Once the sign was down, Rusty’s crew crated it up and helped Earl from Earl’s Salvage Yard and Formalwear load it onto a flatbed. Earl smiled for the camera. “Gonna hang it in the fitting room,” he said. “Gives fellas somethin’ to look at while I measure inseams during tux season.  It’s always awkward.”



Over at the Fenders & Folgers, turnout was thin. Three Oldsmobiles. A Bravada caused an argument that lasted longer than it deserved. A Silhouette was disqualified under Lucinda’s chrome bumper rule, though she gave the man his pie anyway and made him pay for coffee out of principle. A Toronado rolled in from Marfa and got free pie, free Folgers, and applause that sounded polite and tired, like the audience knew it was clapping for itself.



The next year Pontiac died. People read about it, folded the paper, and shrugged. GM went bankrupt. The signs were obvious in hindsight. Big Chief Pontiac closed without ceremony. The Unitarians painted over the sign when they leased the building, and nobody held a vigil.

That’s how it went after that. Not with a bang, but with repainting.

Years later, folks would swear they remembered Oldsmobiles being everywhere. But memory, like neon, fades unevenly. What stayed wasn’t the cars so much as what they carried. First kisses. Road trips. A sense that America made things meant to last, even if they didn’t.

Fort Stockton adjusted. It always did. The jukebox kept playing. Coffee kept pouring. Somewhere, in a fitting room that smelled faintly of mothballs and regret, a broken sign glowed no more, but still said something. Just not what it used to.



5 responses to “THE DAY THE SIGN CAME DOWN”

  1. Pretty good bet that up in the great beyond, in that preferred valet parking lot in the sky, sludgo’s dad, the Oldsmobile Man, is ruefully shaking his head while, at the same time, acknowledging “Good story, Captain.” And I agree!

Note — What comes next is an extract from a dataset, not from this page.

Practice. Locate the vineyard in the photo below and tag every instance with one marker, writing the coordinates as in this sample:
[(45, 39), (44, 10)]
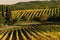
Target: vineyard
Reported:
[(30, 14), (35, 32)]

  2. “Big Chief Pontiac closed without ceremony. The Unitarians painted over the sign when they leased the building, and nobody held a vigil.”

    Kinda goes that way, doesn’t it? The building that once housed the Fiat dealer in town sat empty, sign still hanging outside, for years. Eventually, somebody bought the building to house their store and painted over the sign, and then the sign disappeared entirely. Made me a bit wistful, but time marches on.

  3. When I met my future wife in Houston, her father was the GM of the Oldsmobile store in Beaumont.
    Several years later he was the GM of the Cadillac store in Lake Charles.
    He died in his early 50’s in Houston, from some type of brain tumor.
    He was a quiet, good guy.

  4. And but for a hangover of history—it being the preferred brand of ol’ Chairman Mao, and evidently still a bit popular in his homeland—Buick would be pushing up daisies as well.